Ja i moje lustro: intymność

Wieczór na cmentarzu w pierwszych dniach listopada ma w sobie coś magicznego. Światło świec pełga po twarzach tych, którzy przyszli pomyśleć chwilę o innych. Albo o sobie, choć w ich kontekście. Ściszone głosy, niekrzykliwe kwiaty. Uśmiechy. Uśmiechy dla tych, których tylko tu spotykamy. Uśmiechy dla tych, z którymi się tu spotykamy. Czasem modlitwa. Wieczór, który jest czymś między spacerem a nabożeństwem.

Wracamy do domu. Robimy sobie herbatę z rumem, albo z sokiem malinowym. W trójce na pewno usłyszymy Epitaph, albo Echoes. Albo 51. Może włączymy komputer i zanurzymy się w spokojne rozmowy. Z rzadka przerywane wrzaskami tych, którzy postanowili dobitniej zaznaczyć swoją mniemaną odrębność kulturową.

***

Czy tak jest? Czy tak to widzimy? Czy to obraz prawdziwy, czy zmyślony? Kupiony, czy wystawiony na sprzedaż?

Pewnie czasem tak., a czasem inaczej. To co jest pociągające w tym obrazie, to jego intymny charakter.

Intymność zawsze jest w cenie. Nawet w powszedni dzień. Oczywiście istnieje silny nacisk na pisanie o polityce, gospodarce i innych sprawach społecznych, ale blog prywatny zawsze znajdzie wielbicieli. Nie tylko w święta.

Wiem o tym i czasem to wykorzystuję. Ten zabieg jest naprawdę niezły.
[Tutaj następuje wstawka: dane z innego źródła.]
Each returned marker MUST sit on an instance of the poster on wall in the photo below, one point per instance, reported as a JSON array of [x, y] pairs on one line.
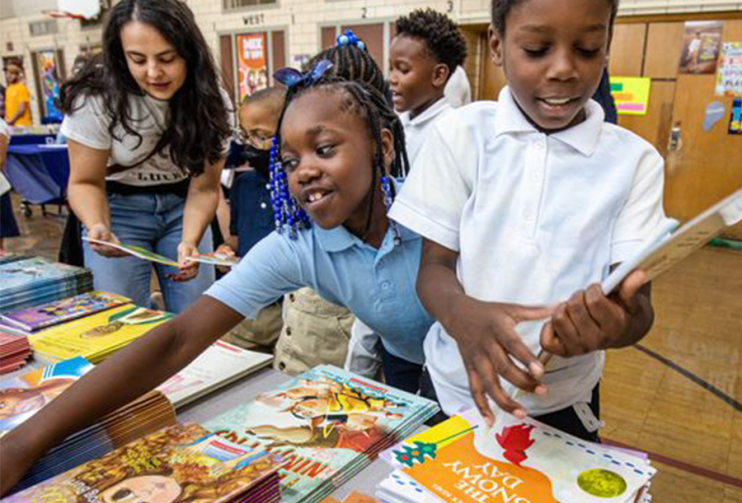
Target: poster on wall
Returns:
[[631, 94], [252, 63], [47, 66], [735, 121], [729, 74], [701, 46]]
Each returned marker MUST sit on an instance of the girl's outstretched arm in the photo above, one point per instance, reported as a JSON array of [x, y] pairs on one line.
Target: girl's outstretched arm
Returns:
[[484, 331], [130, 373]]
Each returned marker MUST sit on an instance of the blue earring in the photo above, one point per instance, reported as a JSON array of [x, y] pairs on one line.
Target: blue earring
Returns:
[[386, 189], [286, 213]]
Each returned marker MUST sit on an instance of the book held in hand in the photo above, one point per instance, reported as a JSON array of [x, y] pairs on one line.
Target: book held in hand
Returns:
[[136, 251]]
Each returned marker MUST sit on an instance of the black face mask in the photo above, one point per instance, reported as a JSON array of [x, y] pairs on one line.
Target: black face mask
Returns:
[[258, 159]]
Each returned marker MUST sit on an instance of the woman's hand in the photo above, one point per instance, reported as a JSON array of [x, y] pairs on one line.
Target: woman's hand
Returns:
[[188, 268], [227, 250], [103, 233]]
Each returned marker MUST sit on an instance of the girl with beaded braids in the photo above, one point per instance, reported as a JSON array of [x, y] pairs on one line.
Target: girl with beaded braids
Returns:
[[335, 147]]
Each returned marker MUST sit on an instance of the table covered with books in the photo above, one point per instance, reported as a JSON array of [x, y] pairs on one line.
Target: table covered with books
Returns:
[[228, 425]]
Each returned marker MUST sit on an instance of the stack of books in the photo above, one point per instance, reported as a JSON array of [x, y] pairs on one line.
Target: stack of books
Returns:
[[218, 366], [6, 257], [14, 351], [95, 337], [328, 425], [61, 311], [179, 463], [29, 393], [462, 460], [30, 281]]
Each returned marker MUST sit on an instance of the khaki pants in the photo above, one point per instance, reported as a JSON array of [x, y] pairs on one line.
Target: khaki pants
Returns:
[[259, 334], [314, 332]]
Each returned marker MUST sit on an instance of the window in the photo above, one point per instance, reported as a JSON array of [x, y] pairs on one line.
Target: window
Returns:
[[242, 4], [38, 28]]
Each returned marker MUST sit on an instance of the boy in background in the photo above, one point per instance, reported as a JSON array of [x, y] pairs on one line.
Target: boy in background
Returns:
[[424, 54]]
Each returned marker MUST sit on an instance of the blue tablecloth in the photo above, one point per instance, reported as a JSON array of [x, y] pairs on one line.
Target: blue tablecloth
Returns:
[[31, 139], [39, 173]]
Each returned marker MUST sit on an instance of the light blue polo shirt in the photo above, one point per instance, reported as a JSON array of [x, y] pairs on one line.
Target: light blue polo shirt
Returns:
[[378, 286]]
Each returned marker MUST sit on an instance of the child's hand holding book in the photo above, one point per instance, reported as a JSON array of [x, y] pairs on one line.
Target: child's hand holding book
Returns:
[[489, 346], [591, 321]]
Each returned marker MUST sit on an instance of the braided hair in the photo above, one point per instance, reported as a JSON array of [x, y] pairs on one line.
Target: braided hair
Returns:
[[370, 105], [351, 62]]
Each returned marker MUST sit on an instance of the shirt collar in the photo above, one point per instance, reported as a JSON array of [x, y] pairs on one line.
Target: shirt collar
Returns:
[[583, 137], [340, 239], [430, 113]]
Oczyszcza.

Ale dziś zadałem sobie kolejne pytanie, patrząc w lustro monitora: ile w tym jest prawdy? Bo przecież nie zrezygnowałem z masek po to, żeby się pokazać takim, jakim naprawdę jestem. Mogę pisać o tym jak zbliżałem się do śmierci, ale nie napiszę o… wielu innych rzeczach. Nie, nie napiszę, przypadkowy czytelnik niech się nie łudzi. Nie dowiecie się, dlaczego naprawdę zacząłem pisać i nie dowiecie się, co mnie tu trzyma.

Mógłbym teraz dokonać typowej manipulacji, wykorzystującej intymność formy i miejsca, w którym piszę.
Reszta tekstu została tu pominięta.